Renswoude

 

Renswoude ligt tussen het Veluwemassief en de Utrechtse Heuvelrug, in het midden van de Gelderse Vallei. Renswoude is een voornamelijk agrarische gemeente, bestaande uit één kern en verspreid liggende boerderijen.

Eerste ontwikkeling

Renswoude  is ontstaan als lintbebouwing aan een dorpsweg, noordwestelijk van het in de zeventiende eeuw herbouwde kasteel. De Emmikhuizerberg neemt door zijn hoge ligging (ruim 21 meter boven N.A.P) in het zuiden van de gemeente een bijzondere plaats in het valleilandschap in. Het dorp is rondom ingebouwd door vestingwerken en kan dus met recht een vestingplaats genoemd worden. Renswoude maakt deel uit van de Grebbelinie, een krijgs- en cultuurhistorisch fenomeen van groot belang. De kaden en forten van deze voormalige verdedigingslinie vertellen ons zowel over een ver als recent verleden.

Eeuwenlang bestond de landbouw in de Gelderse Vallei voornamelijk uit akkerbouw. Vee was nodig om het bouwland te kunnen bemesten en stond zo in dienst van de akkerbouw. De lichte zandgronden hadden veel mest nodig om vruchtbaar te worden. De mest werd geleverd door schapen, die 's nachts binnengehouden werden in schaapskooien.

In 1815 bestond het grondgebied van Renswoude uit ruim 400 hectare bouwland, bijna 20 hectare weiland, zo'n 130 hectare bos, nauwelijks veengrond en ongeveer 850 hectare woeste velden, voor een groot deel bestaande uit heide.

Het dorp had één buitenplaats, 145 woningen, twee kerken en 854 inwoners. Er waren vier grote boerderijen, 34 kleine hoeven en 25 'keuters' of arbeiderswoningen. Een derde deel van het bouwland werd voor rogge gebruikt, tweederde voor boekweit, en dat vooral als veevoer. Het houtgewas werd voornamelijk als brandstof gebruikt.  Varkens en kippen werden slechts voor eigen gebruik gehouden. Helaas is het aantal schapen niet bekend, maar dit moet aanzienlijk zijn geweest. De schapen leverden wol, de grondstof voor de wolkammerijen in het dorp.

De grote oppervlakte aan heidevelden heeft ook de bijenteelt tot ontwikkeling gebracht.

Vanaf 1880

Ontwikkelingen aan het einde van de negentiende eeuw zoals de uitvinding van de stoommachine en de aanleg van een (spoor)wegennet maakten de aanvoer van elders geproduceerde goederen goedkoper. De arbeidsintensieve interne markt kon hiermee meestal niet concurreren.
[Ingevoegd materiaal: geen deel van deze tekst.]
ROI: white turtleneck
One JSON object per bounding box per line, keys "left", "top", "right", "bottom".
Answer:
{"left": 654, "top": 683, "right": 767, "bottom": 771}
Renswoude is zich na 1880 gaan toeleggen op andere vormen van landbouw. Door de uitvinding van de kunstmest kwamen er nieuwe mogelijkheden en werd veel heidegrond ontgonnen. Hierdoor ontstonden betere weilanden, waarop melkvee werd gehouden.

De bouw van een roomboter-stoomfabriek in 1899 verbeterde de verwerking en de afzet van melkproducten. Ook de oprichting van een coöperatieve landbouwvereniging in 1914 betekende een versterking van de eigen mogelijkheden.

Na de Tweede Wereldoorlog werden vele natuurlijke waterlopen gekanaliseerd, zodat de afwatering van gronden sterk verbeterde.

Kenmerkend voor het midden van de Gelderse Vallei was en is het coulissenlandschap, een halfopen landschap dat door de beplanting en bebouwing het karakter van een toneel met coulissen heeft. Door de eeuwen heen is dit landschap blijven bestaan, maar wel veranderd qua gewassen.

De drie bedrijventerreinen binnen de gemeente zorgen voor een stuk werkgelegenheid en zijn volledig uitgegeven.

De oppervlakte van de gemeente is 18,52 km² en het aantal inwoners (eind 2010) is 4.744.